GSA Annual Meeting in Seattle, Washington, USA - 2017

Paper No. 154-3
Presentation Time: 9:00 AM-6:30 PM

UNRAVELLING ARC MANTLE USING TRACE ELEMENT AND ISOTOPIC “INTELLIGENCE” FROM THE MIDDLE-LATE TRIASSIC STIKINE ARC


MILIDRAGOVIC, Dejan, British Columbia Geological Survey, PO Box 9333 Stn Prov Govt, Victoria, BC V8W9N3, Canada, ZAGOREVSKI, Alexandre, Geological Survey of Canada, 601 Booth St, Ottawa, ON K1A 0E8, Canada and WEIS, Dominique, PCIGR, Dept. of Earth, Ocean and Atmospheric Sciences, University of British Columbia, 2020-2207 Main Mall, Vancouver, BC V6T-1Z4, Canada, dejan.milidragovic@gov.bc.ca

Island arc volcanics record interaction between the “baseline” asthenospheric arc mantle and melts and fluids derived from subducted oceanic sediments, crust, and mantle. Contributions from sub-arc lithospheric mantle, which may be genetically unrelated to the ongoing arc process, and arc basement may add further complexity to the elemental and isotopic compositions of arc magmas. The Stikine Terrane (Stikinia) of the North American Cordillera hosts rare occurrences of cumulate, olivine-phyric, lapilli tuff. The tuff, which forms a ≤100 m thick unit near the base of the Middle-Late Triassic Stuhini Group, crystallized from a near-primary, picritic (MgO ~16 wt. %) parental arc magma. The trace element composition of the parental magma is depleted in most incompatible trace elements relative to MORB, and implies a strongly depleted “baseline” arc mantle in which the degree of relative depletion increases with element incompatibility. Addition of non-conservative elements through melting of subducted Panthalassan sediments accounts for the arc signature of the picritic tuff.

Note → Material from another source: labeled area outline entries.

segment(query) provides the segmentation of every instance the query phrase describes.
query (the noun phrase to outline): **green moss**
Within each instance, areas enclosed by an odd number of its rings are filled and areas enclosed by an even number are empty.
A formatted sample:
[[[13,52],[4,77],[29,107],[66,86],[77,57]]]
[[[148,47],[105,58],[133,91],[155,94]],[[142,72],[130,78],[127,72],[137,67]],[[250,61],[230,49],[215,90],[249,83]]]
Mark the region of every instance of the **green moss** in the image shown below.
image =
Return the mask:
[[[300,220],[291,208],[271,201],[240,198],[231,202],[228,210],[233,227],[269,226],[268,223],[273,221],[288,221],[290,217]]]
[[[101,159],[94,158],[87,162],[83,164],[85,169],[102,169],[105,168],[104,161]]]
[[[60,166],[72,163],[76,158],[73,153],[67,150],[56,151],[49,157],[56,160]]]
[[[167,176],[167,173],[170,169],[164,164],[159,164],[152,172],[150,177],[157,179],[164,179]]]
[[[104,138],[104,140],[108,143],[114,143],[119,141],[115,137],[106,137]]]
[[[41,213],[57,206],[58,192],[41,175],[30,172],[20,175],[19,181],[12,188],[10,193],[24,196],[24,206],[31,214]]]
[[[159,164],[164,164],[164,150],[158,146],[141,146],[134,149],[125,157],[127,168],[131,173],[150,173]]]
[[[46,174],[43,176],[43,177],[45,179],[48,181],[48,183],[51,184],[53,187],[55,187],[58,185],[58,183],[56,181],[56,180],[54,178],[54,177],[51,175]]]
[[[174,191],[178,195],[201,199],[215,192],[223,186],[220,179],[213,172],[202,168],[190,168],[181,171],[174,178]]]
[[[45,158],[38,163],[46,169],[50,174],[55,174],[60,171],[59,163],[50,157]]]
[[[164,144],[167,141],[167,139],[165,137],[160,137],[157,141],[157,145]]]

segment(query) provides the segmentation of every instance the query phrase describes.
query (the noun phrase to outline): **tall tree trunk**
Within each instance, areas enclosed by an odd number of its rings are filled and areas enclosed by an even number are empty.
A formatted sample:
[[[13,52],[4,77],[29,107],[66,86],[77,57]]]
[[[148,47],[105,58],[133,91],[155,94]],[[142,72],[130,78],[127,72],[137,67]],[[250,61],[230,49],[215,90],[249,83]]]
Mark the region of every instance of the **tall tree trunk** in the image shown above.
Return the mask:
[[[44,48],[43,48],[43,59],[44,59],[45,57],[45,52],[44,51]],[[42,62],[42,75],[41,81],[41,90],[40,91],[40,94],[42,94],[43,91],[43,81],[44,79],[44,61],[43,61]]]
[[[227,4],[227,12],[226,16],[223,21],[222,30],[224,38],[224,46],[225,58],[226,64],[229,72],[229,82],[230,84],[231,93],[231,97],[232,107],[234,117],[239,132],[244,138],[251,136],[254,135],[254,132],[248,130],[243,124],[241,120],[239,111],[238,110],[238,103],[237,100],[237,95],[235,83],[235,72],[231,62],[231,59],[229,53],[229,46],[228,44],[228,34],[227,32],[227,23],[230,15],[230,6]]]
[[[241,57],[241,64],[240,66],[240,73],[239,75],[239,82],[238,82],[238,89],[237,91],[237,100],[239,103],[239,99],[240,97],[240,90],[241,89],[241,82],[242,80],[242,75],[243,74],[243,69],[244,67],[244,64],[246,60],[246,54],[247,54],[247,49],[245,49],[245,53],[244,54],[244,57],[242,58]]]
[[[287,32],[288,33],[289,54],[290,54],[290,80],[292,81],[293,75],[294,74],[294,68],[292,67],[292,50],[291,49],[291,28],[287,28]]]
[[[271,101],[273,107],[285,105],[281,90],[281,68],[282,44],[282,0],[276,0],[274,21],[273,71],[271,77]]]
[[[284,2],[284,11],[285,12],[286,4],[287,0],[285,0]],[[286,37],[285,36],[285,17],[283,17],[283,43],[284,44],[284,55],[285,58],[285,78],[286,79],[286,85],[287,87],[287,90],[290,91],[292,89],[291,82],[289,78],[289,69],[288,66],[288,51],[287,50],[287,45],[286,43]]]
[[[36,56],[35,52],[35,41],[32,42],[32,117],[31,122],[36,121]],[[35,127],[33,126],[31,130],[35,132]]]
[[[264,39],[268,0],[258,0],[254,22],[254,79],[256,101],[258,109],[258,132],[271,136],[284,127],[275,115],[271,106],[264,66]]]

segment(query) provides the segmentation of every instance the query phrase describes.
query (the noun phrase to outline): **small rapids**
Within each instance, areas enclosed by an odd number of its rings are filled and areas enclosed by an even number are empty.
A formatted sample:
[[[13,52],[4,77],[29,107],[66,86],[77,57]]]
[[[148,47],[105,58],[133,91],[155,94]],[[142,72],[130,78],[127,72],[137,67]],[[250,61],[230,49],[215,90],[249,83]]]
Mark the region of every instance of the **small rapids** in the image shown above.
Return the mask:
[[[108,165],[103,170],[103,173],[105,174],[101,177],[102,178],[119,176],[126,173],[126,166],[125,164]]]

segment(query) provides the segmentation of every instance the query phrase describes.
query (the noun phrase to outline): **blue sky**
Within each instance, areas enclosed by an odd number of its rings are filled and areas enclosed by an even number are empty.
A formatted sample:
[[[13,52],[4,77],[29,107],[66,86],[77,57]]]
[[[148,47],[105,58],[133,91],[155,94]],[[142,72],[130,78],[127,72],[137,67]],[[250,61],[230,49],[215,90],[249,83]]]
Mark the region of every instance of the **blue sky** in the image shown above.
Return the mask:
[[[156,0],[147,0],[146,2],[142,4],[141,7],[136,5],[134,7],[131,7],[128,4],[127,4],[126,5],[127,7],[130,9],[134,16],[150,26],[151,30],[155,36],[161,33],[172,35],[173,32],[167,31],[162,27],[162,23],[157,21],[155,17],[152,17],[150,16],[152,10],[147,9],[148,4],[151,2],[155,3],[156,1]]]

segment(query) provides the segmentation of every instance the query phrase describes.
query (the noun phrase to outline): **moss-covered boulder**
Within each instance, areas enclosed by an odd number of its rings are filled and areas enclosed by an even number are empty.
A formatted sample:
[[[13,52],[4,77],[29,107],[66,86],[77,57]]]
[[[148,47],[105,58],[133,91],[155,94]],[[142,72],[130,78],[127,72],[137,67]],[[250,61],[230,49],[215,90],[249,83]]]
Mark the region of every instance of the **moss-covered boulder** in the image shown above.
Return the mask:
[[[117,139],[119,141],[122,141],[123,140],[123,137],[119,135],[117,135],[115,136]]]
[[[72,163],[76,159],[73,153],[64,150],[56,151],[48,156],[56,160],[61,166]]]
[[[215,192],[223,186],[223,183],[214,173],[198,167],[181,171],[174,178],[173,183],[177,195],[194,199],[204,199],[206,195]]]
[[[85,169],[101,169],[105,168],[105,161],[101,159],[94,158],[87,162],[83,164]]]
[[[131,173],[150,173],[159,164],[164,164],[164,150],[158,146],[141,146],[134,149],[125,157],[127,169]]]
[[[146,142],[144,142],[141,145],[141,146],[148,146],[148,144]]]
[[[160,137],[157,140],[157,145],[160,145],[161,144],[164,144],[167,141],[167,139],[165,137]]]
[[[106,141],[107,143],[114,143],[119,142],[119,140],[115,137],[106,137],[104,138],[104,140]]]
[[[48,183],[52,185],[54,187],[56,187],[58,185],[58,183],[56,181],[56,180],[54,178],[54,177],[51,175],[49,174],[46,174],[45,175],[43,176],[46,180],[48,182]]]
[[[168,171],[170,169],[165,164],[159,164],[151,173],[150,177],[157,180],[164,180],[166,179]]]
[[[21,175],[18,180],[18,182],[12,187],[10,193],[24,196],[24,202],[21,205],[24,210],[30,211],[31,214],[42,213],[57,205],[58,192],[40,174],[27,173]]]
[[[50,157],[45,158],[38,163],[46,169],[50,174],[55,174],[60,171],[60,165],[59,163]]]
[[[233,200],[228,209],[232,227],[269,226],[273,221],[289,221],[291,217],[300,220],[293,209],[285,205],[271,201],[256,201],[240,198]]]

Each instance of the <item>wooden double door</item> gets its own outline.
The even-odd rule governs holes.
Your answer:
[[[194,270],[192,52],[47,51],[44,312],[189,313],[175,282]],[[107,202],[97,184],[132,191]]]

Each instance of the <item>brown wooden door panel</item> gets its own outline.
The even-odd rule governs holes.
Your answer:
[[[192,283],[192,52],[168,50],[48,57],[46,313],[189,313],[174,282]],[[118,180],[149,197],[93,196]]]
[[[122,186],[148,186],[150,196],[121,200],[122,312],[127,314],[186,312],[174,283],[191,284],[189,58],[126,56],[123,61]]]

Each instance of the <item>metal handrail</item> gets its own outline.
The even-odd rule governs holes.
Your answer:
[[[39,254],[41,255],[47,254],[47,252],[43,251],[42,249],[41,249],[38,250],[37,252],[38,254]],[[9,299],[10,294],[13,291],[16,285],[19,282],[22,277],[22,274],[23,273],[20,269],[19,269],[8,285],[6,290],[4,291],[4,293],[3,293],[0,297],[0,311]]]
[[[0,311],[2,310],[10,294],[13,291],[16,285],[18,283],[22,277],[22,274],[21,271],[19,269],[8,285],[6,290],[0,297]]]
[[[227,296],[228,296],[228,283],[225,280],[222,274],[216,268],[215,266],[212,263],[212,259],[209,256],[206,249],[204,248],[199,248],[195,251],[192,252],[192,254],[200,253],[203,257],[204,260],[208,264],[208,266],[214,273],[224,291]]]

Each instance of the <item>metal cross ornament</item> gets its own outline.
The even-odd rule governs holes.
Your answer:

High-precision trace element and Hf-Nd-Pb isotopic analyses of the tuff are consistent with small amounts (≤2%) of sediment melt mixed with melt of “baseline” depleted asthenosphere. Lead, and to lesser degree Nd isotopes, largely record the composition of subducted sediments. The sediments were similar in composition to modern sediments of the northern Cascadia Basin and were likely sourced from Stikinia itself, or other North American pericratonic terrane(s). In contrast to Pb and Nd, the initial Hf isotopic composition of the picritic tuff closely approximates the Hf-isotopic composition of the depleted “baseline” arc asthenosphere under Stikinia. The initial Hf isotopic composition of the tuff is notably less radiogenic than the age-corrected Hf isotopic composition of the Depleted Mantle and suggests that the “baseline” mantle underwent depletion shortly before picrite petrogenesis. The “baseline” mantle is isotopically similar to the source of E-MORB presently erupted at the southern end of the Explorer Ridge. The isotopic similarity between the ambient mantle under Stikinia and mantle tapped at the Explorer Ridge suggests that enriched domains in the northeastern Pacific mantle may be long-lived (≥230 Myr).